Tennis

Peking: Caroline Wozniacki schaltet Überraschungs-Halbfinalistin Qiang Wang aus

Von Ulrike Weinrich
Caroline Wozniacki hat in Eastbourne triumphiert
© getty

Caroline Wozniacki spielt am Sonntag gegen die Lettin Anastasija Sevastova um ihren zweiten Titelgewinn bei den China Open nach 2010. Die Australian-Open-Siegerin aus Dänemark bezwang im Semifinale des Premier-Mandatory-Events in Peking Lokalmatadorin Qiang Wang mit 6:1, 6:3.

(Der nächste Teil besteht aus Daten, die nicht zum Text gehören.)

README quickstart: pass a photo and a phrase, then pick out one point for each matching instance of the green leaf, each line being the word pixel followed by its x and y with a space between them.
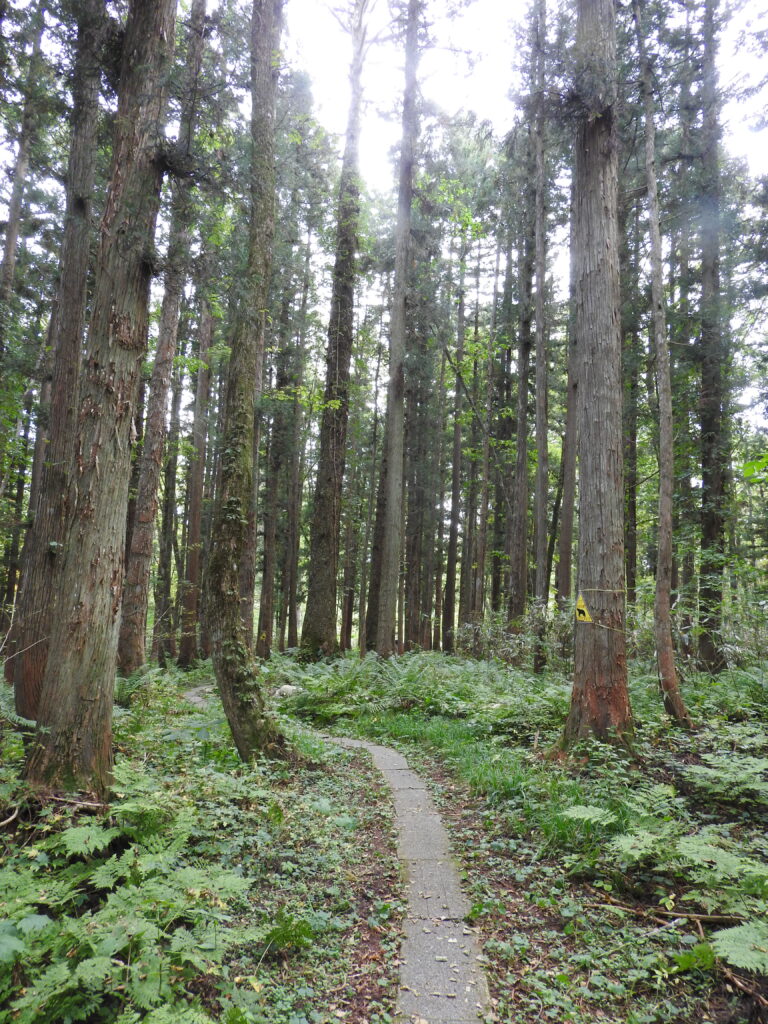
pixel 10 946
pixel 589 813
pixel 85 840
pixel 34 923
pixel 744 946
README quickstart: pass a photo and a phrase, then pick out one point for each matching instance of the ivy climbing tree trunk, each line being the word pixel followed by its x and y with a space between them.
pixel 252 729
pixel 673 699
pixel 196 478
pixel 392 539
pixel 600 704
pixel 136 587
pixel 37 600
pixel 449 600
pixel 73 745
pixel 714 443
pixel 541 495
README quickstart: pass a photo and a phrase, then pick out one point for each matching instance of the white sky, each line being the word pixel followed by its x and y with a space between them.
pixel 315 43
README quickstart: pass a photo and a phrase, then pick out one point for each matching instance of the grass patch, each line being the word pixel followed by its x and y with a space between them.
pixel 208 890
pixel 607 888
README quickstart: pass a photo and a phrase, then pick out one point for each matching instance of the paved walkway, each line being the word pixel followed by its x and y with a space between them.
pixel 441 981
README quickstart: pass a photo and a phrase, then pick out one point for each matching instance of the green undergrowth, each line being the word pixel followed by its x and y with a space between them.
pixel 644 881
pixel 207 891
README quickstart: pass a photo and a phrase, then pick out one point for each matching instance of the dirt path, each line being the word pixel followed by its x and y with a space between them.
pixel 441 980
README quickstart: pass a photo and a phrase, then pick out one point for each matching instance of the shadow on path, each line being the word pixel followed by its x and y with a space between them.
pixel 441 981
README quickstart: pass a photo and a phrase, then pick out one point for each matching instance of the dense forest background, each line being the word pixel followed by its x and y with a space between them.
pixel 248 407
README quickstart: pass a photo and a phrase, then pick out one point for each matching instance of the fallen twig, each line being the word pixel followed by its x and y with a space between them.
pixel 7 821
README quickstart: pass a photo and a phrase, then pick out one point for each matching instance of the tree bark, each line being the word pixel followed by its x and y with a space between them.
pixel 36 605
pixel 518 520
pixel 136 586
pixel 600 704
pixel 318 628
pixel 252 729
pixel 73 747
pixel 541 492
pixel 188 650
pixel 27 133
pixel 449 599
pixel 672 696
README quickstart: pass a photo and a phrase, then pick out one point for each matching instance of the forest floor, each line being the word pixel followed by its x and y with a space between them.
pixel 603 888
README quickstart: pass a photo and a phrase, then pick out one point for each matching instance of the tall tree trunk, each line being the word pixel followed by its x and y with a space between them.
pixel 164 628
pixel 236 673
pixel 318 628
pixel 36 606
pixel 673 699
pixel 449 599
pixel 712 402
pixel 600 704
pixel 392 539
pixel 518 520
pixel 136 586
pixel 187 652
pixel 73 747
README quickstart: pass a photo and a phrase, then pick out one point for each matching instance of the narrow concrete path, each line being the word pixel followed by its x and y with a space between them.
pixel 441 980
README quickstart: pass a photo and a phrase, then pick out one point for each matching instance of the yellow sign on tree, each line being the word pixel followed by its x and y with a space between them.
pixel 583 612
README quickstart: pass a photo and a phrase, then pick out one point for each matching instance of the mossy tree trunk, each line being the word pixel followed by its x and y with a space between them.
pixel 673 699
pixel 237 675
pixel 138 562
pixel 600 705
pixel 73 745
pixel 392 537
pixel 37 599
pixel 318 629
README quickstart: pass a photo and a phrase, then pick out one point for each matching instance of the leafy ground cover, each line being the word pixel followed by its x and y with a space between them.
pixel 607 888
pixel 207 890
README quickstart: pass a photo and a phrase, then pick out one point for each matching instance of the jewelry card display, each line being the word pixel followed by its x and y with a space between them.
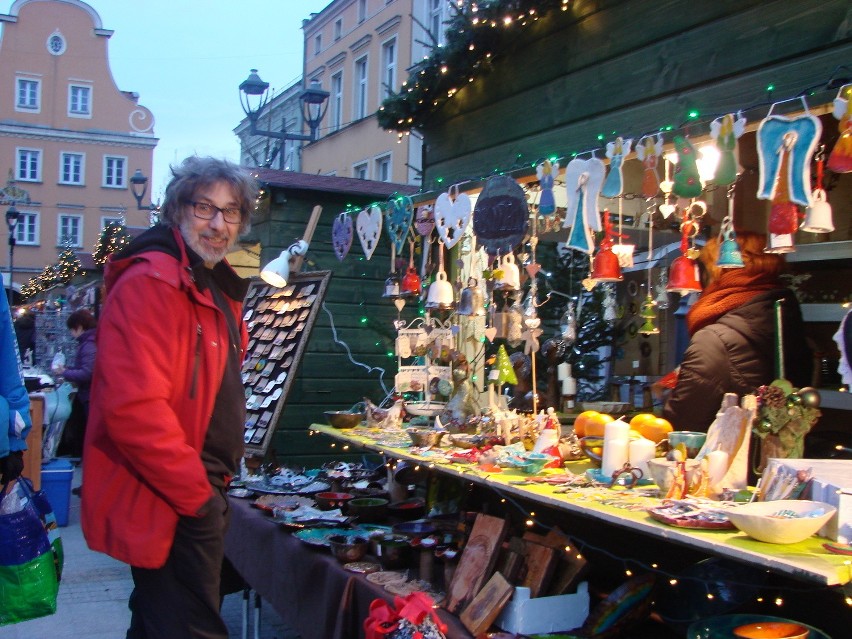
pixel 279 322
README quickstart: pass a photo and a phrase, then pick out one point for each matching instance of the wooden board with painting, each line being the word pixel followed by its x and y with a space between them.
pixel 477 561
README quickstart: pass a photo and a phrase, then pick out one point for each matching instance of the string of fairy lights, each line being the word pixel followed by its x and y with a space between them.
pixel 774 595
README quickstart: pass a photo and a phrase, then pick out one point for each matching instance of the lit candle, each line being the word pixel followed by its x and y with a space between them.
pixel 717 466
pixel 639 452
pixel 614 455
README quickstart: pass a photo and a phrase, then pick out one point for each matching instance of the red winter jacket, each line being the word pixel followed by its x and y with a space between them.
pixel 162 346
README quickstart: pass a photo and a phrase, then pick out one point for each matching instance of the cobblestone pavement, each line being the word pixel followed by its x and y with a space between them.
pixel 93 595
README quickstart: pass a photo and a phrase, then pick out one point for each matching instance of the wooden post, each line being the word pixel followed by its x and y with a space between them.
pixel 296 263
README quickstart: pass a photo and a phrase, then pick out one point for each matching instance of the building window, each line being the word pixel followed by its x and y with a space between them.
pixel 360 88
pixel 115 171
pixel 70 231
pixel 361 171
pixel 79 101
pixel 29 165
pixel 388 68
pixel 28 95
pixel 27 230
pixel 71 168
pixel 382 172
pixel 336 101
pixel 436 20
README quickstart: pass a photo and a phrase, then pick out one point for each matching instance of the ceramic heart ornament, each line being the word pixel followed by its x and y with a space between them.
pixel 369 227
pixel 341 235
pixel 424 220
pixel 400 214
pixel 452 217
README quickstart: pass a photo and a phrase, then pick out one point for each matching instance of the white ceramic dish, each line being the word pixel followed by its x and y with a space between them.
pixel 783 521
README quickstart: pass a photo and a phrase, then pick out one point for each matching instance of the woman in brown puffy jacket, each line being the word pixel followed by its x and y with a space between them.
pixel 732 334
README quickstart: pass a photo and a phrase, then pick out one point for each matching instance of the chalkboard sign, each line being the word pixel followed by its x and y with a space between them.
pixel 279 323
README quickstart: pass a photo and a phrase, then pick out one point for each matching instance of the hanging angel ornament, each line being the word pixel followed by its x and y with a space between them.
pixel 726 131
pixel 840 159
pixel 583 181
pixel 687 180
pixel 547 172
pixel 649 151
pixel 617 151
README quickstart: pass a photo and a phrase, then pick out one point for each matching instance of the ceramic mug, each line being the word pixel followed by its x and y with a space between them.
pixel 693 441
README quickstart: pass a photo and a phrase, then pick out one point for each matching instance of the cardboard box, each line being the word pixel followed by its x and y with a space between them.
pixel 56 479
pixel 832 484
pixel 527 616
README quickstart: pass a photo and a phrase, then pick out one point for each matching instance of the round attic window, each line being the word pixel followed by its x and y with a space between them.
pixel 56 43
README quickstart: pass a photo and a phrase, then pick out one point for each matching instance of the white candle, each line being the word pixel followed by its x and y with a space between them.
pixel 717 466
pixel 614 456
pixel 639 452
pixel 616 430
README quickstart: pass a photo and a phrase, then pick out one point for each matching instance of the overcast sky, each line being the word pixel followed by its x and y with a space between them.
pixel 186 58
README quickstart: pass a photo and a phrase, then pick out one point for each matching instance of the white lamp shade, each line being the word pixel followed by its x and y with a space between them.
pixel 277 272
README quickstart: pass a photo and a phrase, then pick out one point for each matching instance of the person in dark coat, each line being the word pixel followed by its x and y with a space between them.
pixel 732 348
pixel 82 325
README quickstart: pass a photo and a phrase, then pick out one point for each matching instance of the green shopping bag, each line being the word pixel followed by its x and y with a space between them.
pixel 29 580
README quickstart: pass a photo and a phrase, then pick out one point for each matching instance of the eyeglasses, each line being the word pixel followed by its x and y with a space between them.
pixel 205 211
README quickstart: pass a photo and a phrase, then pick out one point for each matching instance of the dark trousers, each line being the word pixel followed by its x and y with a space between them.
pixel 181 600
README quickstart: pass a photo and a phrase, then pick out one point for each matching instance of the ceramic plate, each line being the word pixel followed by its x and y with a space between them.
pixel 722 626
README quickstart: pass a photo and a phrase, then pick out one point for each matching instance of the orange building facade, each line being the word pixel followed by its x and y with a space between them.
pixel 68 136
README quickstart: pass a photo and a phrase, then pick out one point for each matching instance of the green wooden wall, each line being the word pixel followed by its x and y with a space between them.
pixel 326 379
pixel 631 67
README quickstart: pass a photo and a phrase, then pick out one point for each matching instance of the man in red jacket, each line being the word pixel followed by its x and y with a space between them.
pixel 167 411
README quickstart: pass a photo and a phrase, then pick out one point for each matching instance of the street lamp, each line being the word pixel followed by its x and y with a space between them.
pixel 254 96
pixel 139 186
pixel 12 217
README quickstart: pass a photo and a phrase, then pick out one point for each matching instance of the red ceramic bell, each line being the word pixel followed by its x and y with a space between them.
pixel 683 276
pixel 605 265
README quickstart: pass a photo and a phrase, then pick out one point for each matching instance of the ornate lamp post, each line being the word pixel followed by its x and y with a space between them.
pixel 254 96
pixel 12 217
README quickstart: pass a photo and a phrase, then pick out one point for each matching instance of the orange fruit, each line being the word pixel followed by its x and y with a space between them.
pixel 580 422
pixel 640 418
pixel 596 424
pixel 656 429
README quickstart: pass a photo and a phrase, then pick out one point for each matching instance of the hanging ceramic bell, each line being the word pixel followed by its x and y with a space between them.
pixel 683 276
pixel 440 294
pixel 471 299
pixel 818 215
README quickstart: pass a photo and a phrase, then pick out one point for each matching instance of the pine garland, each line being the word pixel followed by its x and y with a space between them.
pixel 476 33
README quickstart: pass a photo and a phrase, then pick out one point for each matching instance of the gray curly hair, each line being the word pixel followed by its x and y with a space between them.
pixel 196 172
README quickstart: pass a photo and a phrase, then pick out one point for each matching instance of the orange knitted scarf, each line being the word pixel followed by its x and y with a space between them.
pixel 734 288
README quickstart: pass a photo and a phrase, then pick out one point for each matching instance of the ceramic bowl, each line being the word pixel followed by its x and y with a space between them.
pixel 408 509
pixel 343 418
pixel 662 472
pixel 593 448
pixel 425 437
pixel 772 630
pixel 783 521
pixel 392 551
pixel 329 501
pixel 367 509
pixel 346 548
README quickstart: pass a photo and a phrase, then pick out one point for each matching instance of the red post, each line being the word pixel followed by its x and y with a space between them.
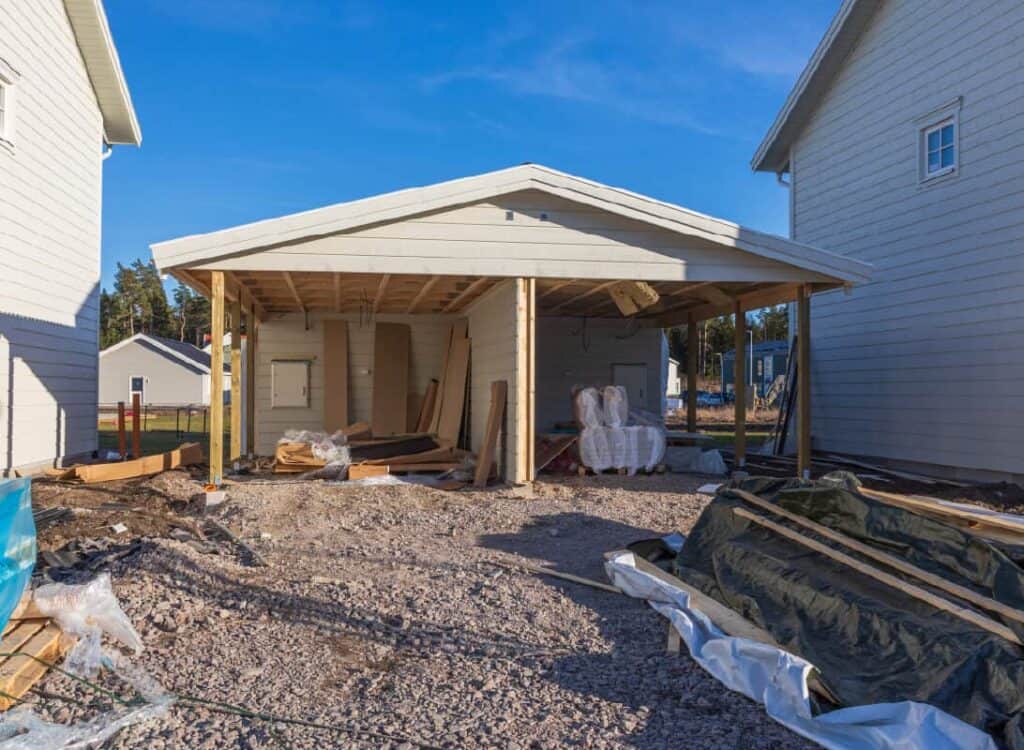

Nach knapp 1:23 Stunden verwandelte die an Position zwei gesetzte Wozniacki auf dem Centre Court des National Tennis Stadiums ihren ersten Matchball gegen die Weltranglisten-28. Wang. Wozniacki trifft nun auf im Endspiel auf die ungesetzte Sevastova, die zuvor US-Open-Championesse Naomi Osaka (Japan/Nr. 8) mit 6:4, 6:4 ausgeschaltet hatte.

Wozniacki startete stark in beide Sätze

Die Dänin, die wie Simona Halep, Angelique Kerber, Petra Kvitova und Osaka für das WTA-Finale in Singapur qualifiziert ist, ging im ersten Satz schnell mit 3:0 in Führung und ließ sich diesen Vorsprung nicht mehr nehmen. Nicht zuletzt, weil sich Wang 21 unerzwungene Fehler erlaubte.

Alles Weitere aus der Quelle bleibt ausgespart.